Patrick Albert, informaticien, vétéran du développement de l’IA, a travaillé sur le sujet dès le début des années 80 et a dirigé le Center for Advanced Studies d’IBM France de 2010 à 2016.
Après avoir cherché des voies alternatives et éthiques comme CommonAIs (sorte de Wikipédia IA) qui se verront rejetées, après avoir en 2015 appartenu au Future of life Institute pour réclamer à l’ONU en 2015 l’interdiction totale des robots tueurs, il estime inopérants les discours et les chartes sur l'éthique et s’engage pour faire connaître les dangers de ce qu’il nomme
« robotisation généralisée des sociétés industrialisées ». En 2021, à propos de ce qu’il nomme « l’horizon robocratique », il avertit qu’« il est devenu nécessaire de l’envisager dès maintenant, de le comprendre et de nous organiser afin de l’empêcher. »
Le délire capitaliste et scientifique déclenché par le succès de l’IA générative le conduit à basculer dans le camp technocritique, et devenir partisan d’une technosobriété raisonnée. Auteur et conférencier IA-critique, il est administrateur de l’association Technologos regroupant une
quarantaine de personnalités inquiètes de la dérive techniciste des sociétés industrialisées.
• À lire : Patrick Albert, Benoit Bergeret, Laurent Bibard, Jean-Pierre Briot, Delphine Quême, Nicolas Sabouret et Michèle Sebag, Intelligence artificielle et dé-coïncidence, Paris, Presse des Mines, 2025
PROGRAMME MUSICAL
15h 30 : Lanterne musicale
- présentée par RogueArt
Aymeric Avice (trompette, bugle) - Benjamin Duboc (contrebasse) - Ramon Lopez (batterie)
Ils n’avaient encore jamais joué ensemble. Une première donc. Une vraie envie de se rencontrer, qui ne date pas d’hier mais qui n’avait pas encore réussi à se concrétiser. « Une première mondiale », comme il se dit dans certains programmes de festivals, qui n’est pas de circonstance et qui ne doit rien au hasard. Une réelle volonté partagée de confronter la diversité de leurs expériences respectives. Et s’ils ont chacun un vécu singulier, pour tous les trois riche de nombreuses autres confrontations, ils ont en commun l’improvisation, la réaction dans l’instant aux idées des autres, l’écoute attentive, cet art magnifique qui consiste à faire surgir sans support écrit, sans idée préconçue et avec une grande spontanéité, une musique originale, fraîche, fluide, cohérente.
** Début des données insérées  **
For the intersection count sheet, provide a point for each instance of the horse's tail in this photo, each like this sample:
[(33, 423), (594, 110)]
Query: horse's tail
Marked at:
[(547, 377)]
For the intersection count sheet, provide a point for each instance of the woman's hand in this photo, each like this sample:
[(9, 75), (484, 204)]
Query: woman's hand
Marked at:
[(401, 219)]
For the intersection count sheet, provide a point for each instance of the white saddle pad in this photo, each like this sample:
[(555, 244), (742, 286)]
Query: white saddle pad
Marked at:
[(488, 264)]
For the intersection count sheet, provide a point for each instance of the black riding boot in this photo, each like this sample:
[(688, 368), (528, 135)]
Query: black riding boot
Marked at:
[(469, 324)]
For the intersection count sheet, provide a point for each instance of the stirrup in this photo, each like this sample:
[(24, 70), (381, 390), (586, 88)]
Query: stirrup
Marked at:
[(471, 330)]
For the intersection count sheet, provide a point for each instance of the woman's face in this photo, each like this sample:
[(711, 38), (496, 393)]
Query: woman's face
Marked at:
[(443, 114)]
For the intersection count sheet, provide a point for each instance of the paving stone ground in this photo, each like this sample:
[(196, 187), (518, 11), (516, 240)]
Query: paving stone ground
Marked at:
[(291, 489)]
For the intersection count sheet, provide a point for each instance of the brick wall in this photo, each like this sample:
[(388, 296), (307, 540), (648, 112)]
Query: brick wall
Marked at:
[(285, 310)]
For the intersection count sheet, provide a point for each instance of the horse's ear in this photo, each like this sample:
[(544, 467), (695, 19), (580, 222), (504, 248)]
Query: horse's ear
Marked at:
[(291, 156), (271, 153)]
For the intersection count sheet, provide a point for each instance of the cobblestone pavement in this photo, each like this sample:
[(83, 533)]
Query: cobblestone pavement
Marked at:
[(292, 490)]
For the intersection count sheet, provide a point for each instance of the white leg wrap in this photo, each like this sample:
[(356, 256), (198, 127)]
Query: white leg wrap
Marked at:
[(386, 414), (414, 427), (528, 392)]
Très peu maîtrisent cet art à ce niveau. Plus qu’un trio, une très belle idée de musique en perspective et, souhaitons-le, en prospective.
• À écouter : Aymeric Avice, Luke Stewart, Chad Taylor, Deep in the earth High in the sky - RogueArt, 2026
16h 30 : Lanterne musicale
- présentée par nato
Sophia Domancich et Simon Goubert jouent la musique de Jacques Thollot
Sophia Domancich (piano) - Simon Goubert (batterie)
Lors de l’hommage généreux qui eut lieu après le décès de Jacques Thollot, le producteur Gérard Terronès (une part importante de l’histoire du jazz) convia Sophia Domancich et Simon Goubert.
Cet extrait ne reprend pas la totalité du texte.